Masquelier [1] tended to put most of the blame for tissue damage and cell damage on the superoxide radical ( O2- ), which is needed for certain chemical reactions in our bodies, but can run amok. It is now known that this radical is in fact less toxic to cells than the hydroxyl radical .OH, a reactive oxygen species radical (ROS). In fact it is stated in [3] that “Virtually all the biomolecules including simple carbohydrates, lipids, proteins and DNAs are potential targets for hydroxyl radical attack”. Fortunately, simple sugars and acids such as malic acid, tartaric acid and shikimic acid are themselves antioxidants and contained in white wines. Of course, the content will depend on the white wine and the treatment it has received. In [4], the white wine used was Soave DOC Classico 2004 (Le Rive), which was found to have a higher content of tyrosol and shikimic acid than other white wines.

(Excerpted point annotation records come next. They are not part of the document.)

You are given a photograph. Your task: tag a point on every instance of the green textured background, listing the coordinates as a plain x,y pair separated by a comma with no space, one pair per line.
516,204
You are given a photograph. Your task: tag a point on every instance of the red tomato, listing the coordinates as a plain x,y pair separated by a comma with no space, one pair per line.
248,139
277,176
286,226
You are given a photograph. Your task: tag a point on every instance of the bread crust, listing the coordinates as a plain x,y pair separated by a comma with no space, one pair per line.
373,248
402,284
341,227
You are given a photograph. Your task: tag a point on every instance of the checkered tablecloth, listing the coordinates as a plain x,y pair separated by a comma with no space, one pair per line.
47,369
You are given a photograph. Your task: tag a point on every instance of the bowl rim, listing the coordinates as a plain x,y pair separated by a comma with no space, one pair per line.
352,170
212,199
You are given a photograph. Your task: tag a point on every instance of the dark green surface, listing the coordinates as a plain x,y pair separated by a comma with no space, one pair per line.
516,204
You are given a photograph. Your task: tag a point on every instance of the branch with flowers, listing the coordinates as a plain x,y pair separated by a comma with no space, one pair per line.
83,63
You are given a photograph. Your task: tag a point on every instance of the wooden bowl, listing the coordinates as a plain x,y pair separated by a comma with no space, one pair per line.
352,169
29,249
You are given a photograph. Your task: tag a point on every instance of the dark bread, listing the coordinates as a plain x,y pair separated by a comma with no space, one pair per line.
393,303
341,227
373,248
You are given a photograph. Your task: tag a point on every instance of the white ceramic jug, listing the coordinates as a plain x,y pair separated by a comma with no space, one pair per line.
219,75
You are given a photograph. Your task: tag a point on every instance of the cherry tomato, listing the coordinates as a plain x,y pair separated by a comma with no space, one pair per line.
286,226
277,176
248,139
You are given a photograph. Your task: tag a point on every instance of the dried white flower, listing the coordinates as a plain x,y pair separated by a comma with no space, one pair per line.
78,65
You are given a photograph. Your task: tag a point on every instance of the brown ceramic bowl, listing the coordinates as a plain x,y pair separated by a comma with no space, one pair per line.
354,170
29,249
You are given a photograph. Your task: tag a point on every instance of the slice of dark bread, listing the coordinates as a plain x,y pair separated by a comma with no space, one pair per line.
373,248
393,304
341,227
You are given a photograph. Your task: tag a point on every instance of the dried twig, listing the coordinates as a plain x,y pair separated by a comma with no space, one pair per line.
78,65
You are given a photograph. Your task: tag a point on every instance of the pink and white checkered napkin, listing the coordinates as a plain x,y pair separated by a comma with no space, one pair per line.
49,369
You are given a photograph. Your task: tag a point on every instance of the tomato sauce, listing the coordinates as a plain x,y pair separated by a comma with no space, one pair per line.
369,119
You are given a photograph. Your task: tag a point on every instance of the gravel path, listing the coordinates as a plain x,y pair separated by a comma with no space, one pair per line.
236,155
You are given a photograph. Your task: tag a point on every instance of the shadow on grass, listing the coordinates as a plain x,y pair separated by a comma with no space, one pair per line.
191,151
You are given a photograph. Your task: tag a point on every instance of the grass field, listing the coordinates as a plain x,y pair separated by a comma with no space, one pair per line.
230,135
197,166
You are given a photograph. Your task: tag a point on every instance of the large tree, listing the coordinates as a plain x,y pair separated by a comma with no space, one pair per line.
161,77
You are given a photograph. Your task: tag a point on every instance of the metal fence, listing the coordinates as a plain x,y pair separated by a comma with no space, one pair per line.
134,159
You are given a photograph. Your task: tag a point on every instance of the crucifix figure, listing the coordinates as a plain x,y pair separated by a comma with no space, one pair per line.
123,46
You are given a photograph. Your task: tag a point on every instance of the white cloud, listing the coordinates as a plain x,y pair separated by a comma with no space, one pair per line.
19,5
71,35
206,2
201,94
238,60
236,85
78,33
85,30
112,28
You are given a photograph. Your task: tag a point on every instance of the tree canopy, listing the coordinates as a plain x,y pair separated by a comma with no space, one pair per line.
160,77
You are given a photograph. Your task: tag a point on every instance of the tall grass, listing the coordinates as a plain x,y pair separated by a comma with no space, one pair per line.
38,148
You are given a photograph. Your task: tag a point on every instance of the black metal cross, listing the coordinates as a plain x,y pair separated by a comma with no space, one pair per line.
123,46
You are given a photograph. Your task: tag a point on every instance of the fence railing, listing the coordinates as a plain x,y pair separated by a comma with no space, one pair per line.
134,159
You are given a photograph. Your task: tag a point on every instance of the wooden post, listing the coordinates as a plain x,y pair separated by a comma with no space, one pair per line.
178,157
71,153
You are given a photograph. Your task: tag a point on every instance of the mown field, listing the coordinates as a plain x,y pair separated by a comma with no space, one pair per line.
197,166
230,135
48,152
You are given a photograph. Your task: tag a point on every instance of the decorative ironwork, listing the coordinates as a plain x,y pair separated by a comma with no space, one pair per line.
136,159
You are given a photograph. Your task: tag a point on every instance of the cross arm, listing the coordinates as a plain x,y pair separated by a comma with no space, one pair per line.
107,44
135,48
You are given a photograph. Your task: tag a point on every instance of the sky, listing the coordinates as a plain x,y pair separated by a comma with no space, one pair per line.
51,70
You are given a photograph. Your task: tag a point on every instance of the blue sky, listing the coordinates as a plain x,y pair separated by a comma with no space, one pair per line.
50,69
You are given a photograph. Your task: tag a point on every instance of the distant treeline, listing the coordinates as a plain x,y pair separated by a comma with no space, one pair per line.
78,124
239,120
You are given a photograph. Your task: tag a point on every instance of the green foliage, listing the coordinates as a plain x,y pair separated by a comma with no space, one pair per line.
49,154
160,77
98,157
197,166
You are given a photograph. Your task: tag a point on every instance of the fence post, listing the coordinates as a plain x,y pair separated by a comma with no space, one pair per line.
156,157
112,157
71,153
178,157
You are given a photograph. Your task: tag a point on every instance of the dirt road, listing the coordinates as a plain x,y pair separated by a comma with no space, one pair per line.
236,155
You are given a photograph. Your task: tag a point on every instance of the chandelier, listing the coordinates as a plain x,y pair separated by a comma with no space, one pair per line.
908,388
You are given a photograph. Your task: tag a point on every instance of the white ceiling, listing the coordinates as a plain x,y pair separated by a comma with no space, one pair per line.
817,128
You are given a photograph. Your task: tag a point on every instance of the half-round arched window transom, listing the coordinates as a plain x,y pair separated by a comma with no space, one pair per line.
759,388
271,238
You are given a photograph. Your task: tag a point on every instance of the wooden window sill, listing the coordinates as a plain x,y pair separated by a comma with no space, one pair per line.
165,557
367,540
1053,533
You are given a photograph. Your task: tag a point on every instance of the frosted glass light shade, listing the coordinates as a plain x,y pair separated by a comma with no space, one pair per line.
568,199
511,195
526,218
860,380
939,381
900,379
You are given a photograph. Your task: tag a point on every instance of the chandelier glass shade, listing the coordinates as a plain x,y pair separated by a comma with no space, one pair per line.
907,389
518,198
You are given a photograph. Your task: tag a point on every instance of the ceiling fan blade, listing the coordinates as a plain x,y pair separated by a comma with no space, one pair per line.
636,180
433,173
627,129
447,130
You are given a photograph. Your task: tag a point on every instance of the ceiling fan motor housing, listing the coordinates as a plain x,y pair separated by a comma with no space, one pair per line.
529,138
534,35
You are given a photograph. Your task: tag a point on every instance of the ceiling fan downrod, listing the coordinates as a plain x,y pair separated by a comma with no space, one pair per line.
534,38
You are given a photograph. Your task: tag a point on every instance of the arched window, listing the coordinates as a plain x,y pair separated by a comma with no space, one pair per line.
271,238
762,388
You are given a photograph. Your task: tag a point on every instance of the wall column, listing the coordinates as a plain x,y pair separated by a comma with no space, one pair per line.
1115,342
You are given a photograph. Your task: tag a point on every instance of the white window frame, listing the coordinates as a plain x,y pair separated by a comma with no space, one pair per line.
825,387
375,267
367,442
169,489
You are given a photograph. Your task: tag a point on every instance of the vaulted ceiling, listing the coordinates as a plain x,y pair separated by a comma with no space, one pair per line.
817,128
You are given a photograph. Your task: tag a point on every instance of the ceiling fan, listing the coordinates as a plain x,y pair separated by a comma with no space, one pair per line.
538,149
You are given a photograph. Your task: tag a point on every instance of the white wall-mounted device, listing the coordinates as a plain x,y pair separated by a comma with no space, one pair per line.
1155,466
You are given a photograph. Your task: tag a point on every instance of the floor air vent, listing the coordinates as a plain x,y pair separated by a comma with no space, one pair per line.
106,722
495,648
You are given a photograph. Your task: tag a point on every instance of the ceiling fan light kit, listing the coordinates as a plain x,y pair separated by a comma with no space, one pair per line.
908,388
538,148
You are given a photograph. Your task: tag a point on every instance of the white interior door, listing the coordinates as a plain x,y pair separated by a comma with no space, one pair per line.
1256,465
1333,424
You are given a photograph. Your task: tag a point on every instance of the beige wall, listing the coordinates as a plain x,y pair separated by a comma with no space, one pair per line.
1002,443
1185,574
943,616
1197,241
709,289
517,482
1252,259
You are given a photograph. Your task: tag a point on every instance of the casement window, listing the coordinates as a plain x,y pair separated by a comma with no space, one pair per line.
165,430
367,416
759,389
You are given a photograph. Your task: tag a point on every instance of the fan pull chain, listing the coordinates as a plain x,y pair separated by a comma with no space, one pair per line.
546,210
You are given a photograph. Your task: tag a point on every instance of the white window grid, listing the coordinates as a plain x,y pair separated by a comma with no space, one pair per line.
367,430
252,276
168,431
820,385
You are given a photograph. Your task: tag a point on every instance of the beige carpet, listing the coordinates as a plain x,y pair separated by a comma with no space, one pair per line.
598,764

More work needs to be done in the area of characterising which white wines, if combined with a good (Mediterranean) diet, cause the LDL/HDL cholesterol ratio to increase rather than decrease. Research continues on resveratrol with very promising results for it to be an anti-aging agent.


[1] B.Schwitters and J.Masquelier, ‘O P C in Practice’, 2nd edition, 1995, Alfa Omega Editrice, Roma, Italy, p.80.

[2] E.P.Mansvelt, D.P.van Velden et al., Ann.N.Y. Acad. Sci.2002, 957, 329.

[3] M.Falchi, A .Bertelli…and Dipak M. Das, J.Agric.Food Chem. 2006, 54, 6613.

[4] M.Thirunavukkarasu,…A.Bertelli,..and N.Malik,J.Agric. Food Chem. 2008, 56, 6733.